電車の中に忘れ物をしちゃった──これに気付くと、かなり焦る。
なんせ電車は動いている。駅員さんに伝えてもすぐに手元に帰ってくるかはわからないし、最悪の場合はそのまま行方知れずになってしまうかもしれない。
Jタウンネット読者のTさんの子供も、電車の中に忘れ物をしてしまったことがある。
23年前、Tさんが4人の子供と一緒に海で遊んだ、その帰り道。
遊び疲れた子供たちは、電車の中で爆睡。そして、乗り換えのために起こして降りたところで、子供の1人が「電車の中に忘れ物をした」と泣き出してしまったのだ。
そんな様子を見ていた駅員が、Tさんたちに声をかけてきた。
走り出してしまった電車に忘れ物を......23年前、子供たちを連れて実家に帰省した夏のことです。大好きな海に行きたくて、私は4人の子供と一緒に電車を乗り継ぎ、三浦半島と城ヶ島へ。
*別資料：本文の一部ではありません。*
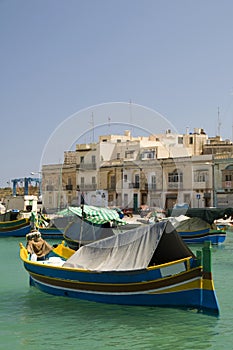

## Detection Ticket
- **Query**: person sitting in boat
[26,229,53,260]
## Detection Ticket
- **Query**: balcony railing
[129,182,140,188]
[77,163,96,170]
[77,184,97,191]
[168,182,183,190]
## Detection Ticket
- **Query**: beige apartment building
[42,129,233,211]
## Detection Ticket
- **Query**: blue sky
[0,0,233,187]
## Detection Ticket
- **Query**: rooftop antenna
[108,116,111,135]
[217,107,222,136]
[90,112,95,143]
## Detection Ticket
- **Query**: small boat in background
[0,210,31,237]
[20,221,219,315]
[168,208,233,244]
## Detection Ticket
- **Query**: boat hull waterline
[20,243,219,315]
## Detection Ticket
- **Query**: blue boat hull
[39,227,64,239]
[21,253,219,315]
[178,229,226,245]
[0,224,31,237]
思いっきり水遊びや貝拾いをして満足した子供たちは、案の定帰りの電車でぐっすり。途中、京浜急行から根岸線に乗り換える時は、娘2人を揺り起こし、下の2人を私がおんぶと抱っこして、荷物を確認する余裕もありました。
しかし、その後東神奈川駅で横浜線に乗り換える時は、人が多くてそれどころではありません。はぐれないか心配しながら降車しました。
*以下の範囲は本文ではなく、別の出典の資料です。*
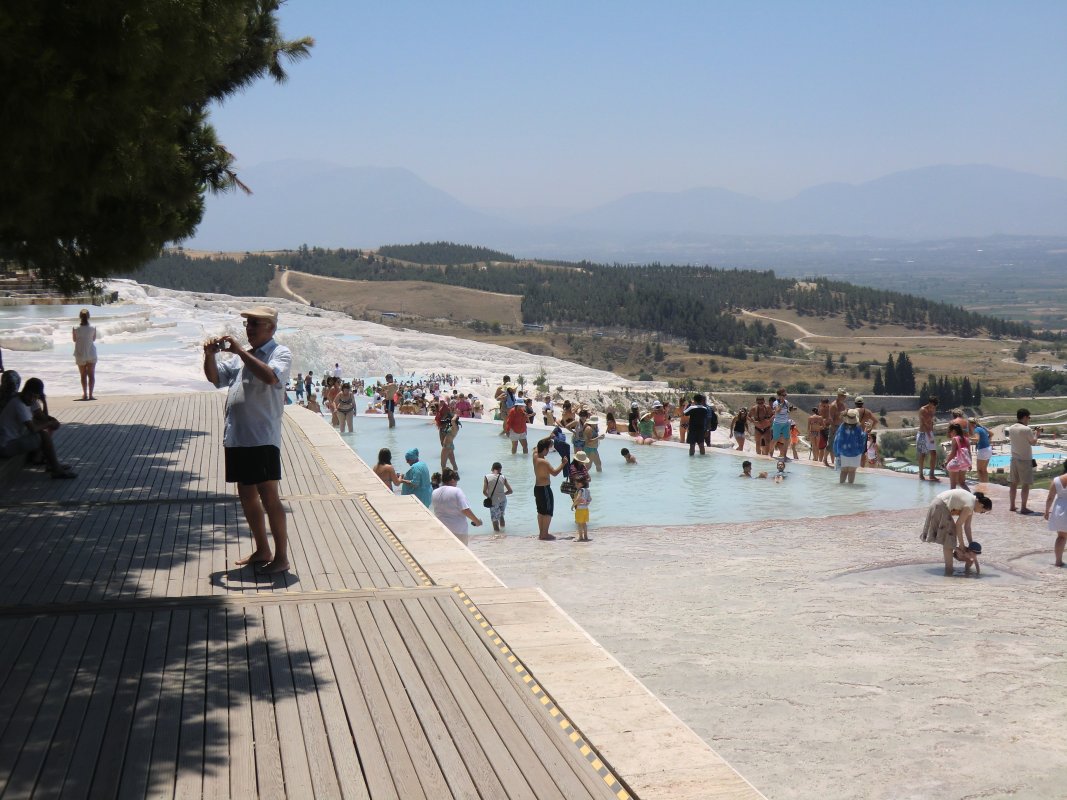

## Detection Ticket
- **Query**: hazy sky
[212,0,1067,208]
その後、乗っていた電車は折り返して磯子に向かい、私たちは横浜線へ。
すると、その時です。娘の1人が、海で拾った貝の入ったバケツを電車の中に忘れてしまった、と泣き始めてしまいました。
取りに戻ろうにも、すでに電車は走り出してしまった後。どうしようかと思っていると、娘の様子を見ていた駅員さんが、声をかけて来たのです。